Wednesday, April 23, 2008

The Life Cycle of a Writer

by Hannah Roveto

The woman leaned over the table and said, "Do you think being in a writers' group has made a difference?"

"Yes." I nodded. And for the first time, I thought of the length of the journey this group has traveled.

Certainly, in a relatively short time, this group has accomplished a great deal. Yet the benchmarks you can see (agented! published!) exist because of benchmarks we have reached that you cannot.

When we are young in our writing, we play more. We try things that flop, we throw things out there that cannot stick, darlings that must be cut in time. Yet those ideas show up later, fuller and stronger, and it was worth every minute spent on them to learn and to experiment without fear.

We begin to learn how things Should Be. What Expectations for a proper Character, Plot, Setting, Voice.
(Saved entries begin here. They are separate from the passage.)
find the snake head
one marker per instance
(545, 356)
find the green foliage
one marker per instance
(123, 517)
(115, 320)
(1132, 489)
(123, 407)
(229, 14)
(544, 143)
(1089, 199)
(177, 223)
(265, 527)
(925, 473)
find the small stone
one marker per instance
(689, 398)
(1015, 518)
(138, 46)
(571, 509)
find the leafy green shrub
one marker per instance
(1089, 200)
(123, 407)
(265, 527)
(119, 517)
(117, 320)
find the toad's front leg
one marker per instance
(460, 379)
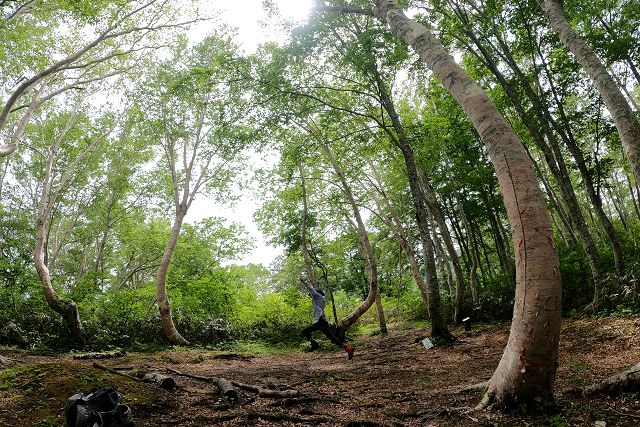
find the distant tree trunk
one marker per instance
(65, 308)
(390, 218)
(168, 327)
(621, 113)
(364, 247)
(438, 324)
(303, 244)
(381, 319)
(436, 213)
(473, 271)
(528, 366)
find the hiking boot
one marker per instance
(349, 349)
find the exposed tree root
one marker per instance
(476, 387)
(6, 362)
(226, 387)
(113, 371)
(486, 401)
(627, 381)
(101, 355)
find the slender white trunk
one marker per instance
(168, 326)
(620, 110)
(527, 369)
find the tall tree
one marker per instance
(527, 369)
(623, 116)
(118, 35)
(195, 114)
(70, 143)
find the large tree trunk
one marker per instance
(168, 327)
(527, 369)
(620, 110)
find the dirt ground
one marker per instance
(391, 381)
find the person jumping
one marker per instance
(320, 322)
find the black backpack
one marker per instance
(98, 409)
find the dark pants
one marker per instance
(321, 325)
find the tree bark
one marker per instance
(438, 324)
(620, 110)
(436, 213)
(308, 263)
(554, 159)
(168, 326)
(527, 369)
(364, 247)
(381, 319)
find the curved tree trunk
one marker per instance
(381, 319)
(303, 244)
(364, 247)
(475, 261)
(436, 213)
(439, 328)
(527, 369)
(620, 110)
(554, 159)
(65, 308)
(168, 327)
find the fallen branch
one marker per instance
(223, 385)
(267, 392)
(476, 387)
(113, 371)
(6, 361)
(627, 381)
(101, 355)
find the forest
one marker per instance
(458, 180)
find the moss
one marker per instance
(39, 392)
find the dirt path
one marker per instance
(392, 381)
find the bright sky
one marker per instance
(249, 17)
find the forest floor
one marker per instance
(391, 381)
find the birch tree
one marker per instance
(527, 369)
(42, 62)
(69, 146)
(621, 112)
(194, 115)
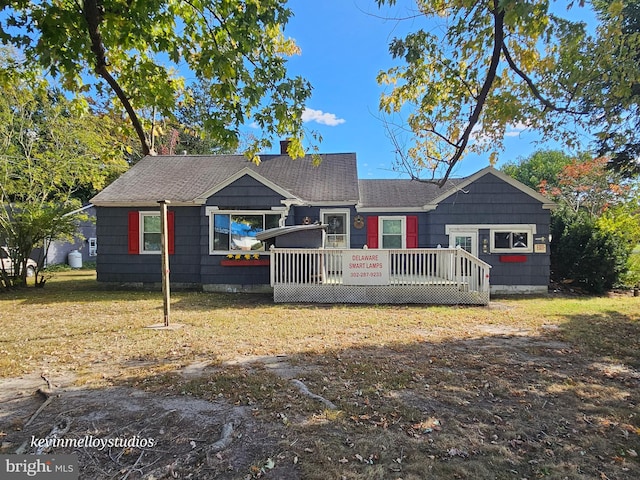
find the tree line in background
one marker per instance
(57, 151)
(596, 226)
(492, 64)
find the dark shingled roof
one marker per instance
(185, 179)
(401, 193)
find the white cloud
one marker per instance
(311, 115)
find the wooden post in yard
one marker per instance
(164, 244)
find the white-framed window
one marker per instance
(503, 238)
(93, 246)
(511, 240)
(236, 230)
(150, 232)
(392, 232)
(338, 228)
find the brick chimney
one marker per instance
(284, 144)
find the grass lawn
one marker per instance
(525, 388)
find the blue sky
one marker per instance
(344, 45)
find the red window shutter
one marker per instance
(170, 232)
(134, 233)
(412, 232)
(372, 232)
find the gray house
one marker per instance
(218, 204)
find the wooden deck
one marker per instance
(437, 276)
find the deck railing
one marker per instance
(432, 268)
We dive down more fully into each of these areas, maturing like awkward teens. First the feet grow, then the legs. The body stretches. The voice hits an awkward register, then mellows.

At last, at last, all the elements are stronger, fully developed, into a writerly adulthood. The challenge then is to find and maintain, a continual balance between a seriousness of effort, playfulness in spirit, and a belief in what we have to offer the world.
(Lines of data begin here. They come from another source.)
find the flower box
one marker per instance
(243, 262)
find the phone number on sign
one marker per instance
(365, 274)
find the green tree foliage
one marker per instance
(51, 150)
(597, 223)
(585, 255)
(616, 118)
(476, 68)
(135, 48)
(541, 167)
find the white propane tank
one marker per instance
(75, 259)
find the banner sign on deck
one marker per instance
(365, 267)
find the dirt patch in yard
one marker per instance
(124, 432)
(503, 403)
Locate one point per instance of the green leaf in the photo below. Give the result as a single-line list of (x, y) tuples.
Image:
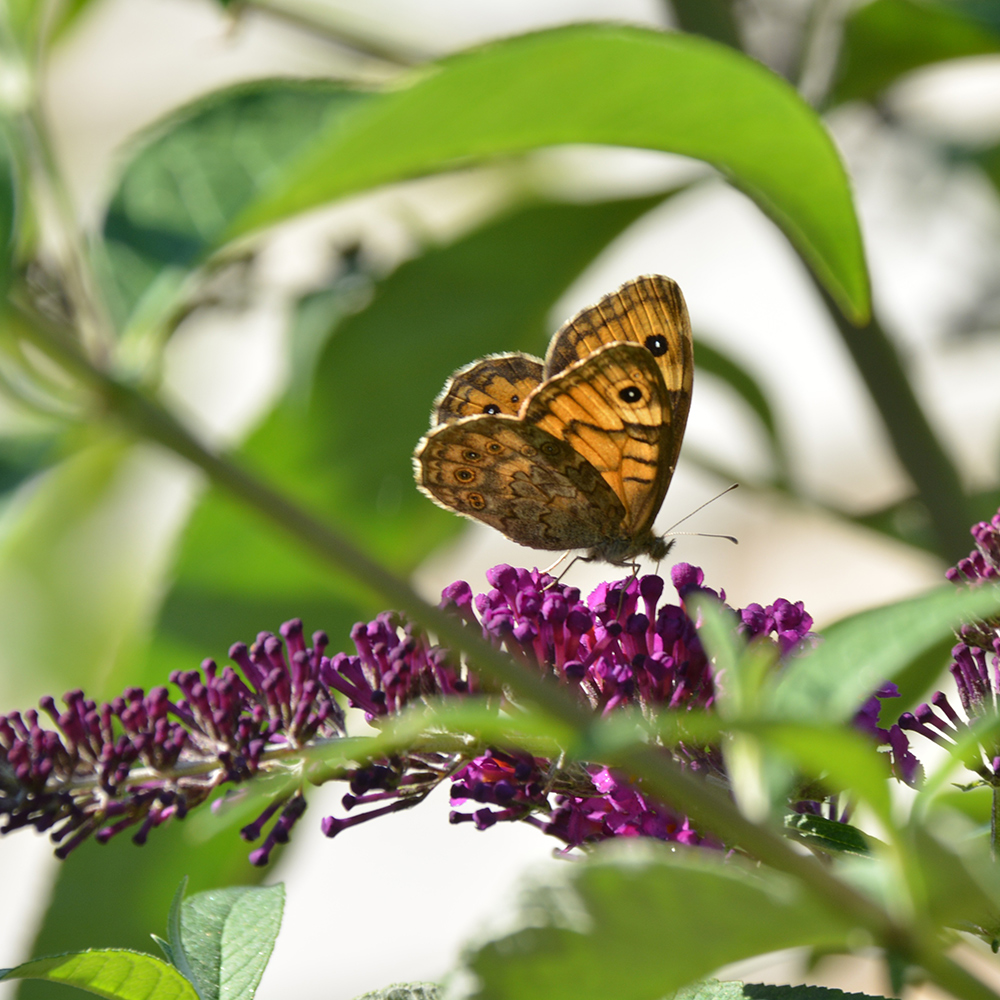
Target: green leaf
[(888, 38), (8, 214), (739, 379), (113, 973), (640, 923), (404, 991), (828, 835), (228, 936), (597, 84), (81, 568), (199, 169), (860, 653), (110, 895)]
In the past few years, all of us have been through this writers' life cycle. Without doubt, the group has been patient as my skills developed. Whatever I thought I knew of fiction when this group started -- from classes, past efforts, and reading like a fiend -- I was far more of an adolescent in this process than I suspected at the time!

While our process has been about the goal of publication, without doubt, it has also been about meeting a bar -- one continually raised the more we see of the world of agents and publication. Having this group critique my work -- and allow me to learn from their work and experience as well -- has without a doubt shepherded me through my writer's adolescence in a way that will make the next cycle of writerhood far richer.

3 comments:

Anonymous said...

You are lucky to have such a good group to learn with and be encouraged by.

Happy Writing...

Anonymous said...

Hi Hannah,
Great post. You talk about raising the bar ... when my kids were in school, their best teachers were, by far, the ones who set high expectations. I think we tend to live up to that high bar. You're fortunate to have a writers' group with these standards. :)
~Joanne

Lynne Griffin and Amy MacKinnon said...

The bar only gets higher, the more Amy and Lynne and Lisa learn about what agents want, and in turn, what publishers want. I don't know what the publishing world will think of the story itself, but talk about clean copy, strong threads, a sense of place, clear characters and a consistent voice; that'll be covered!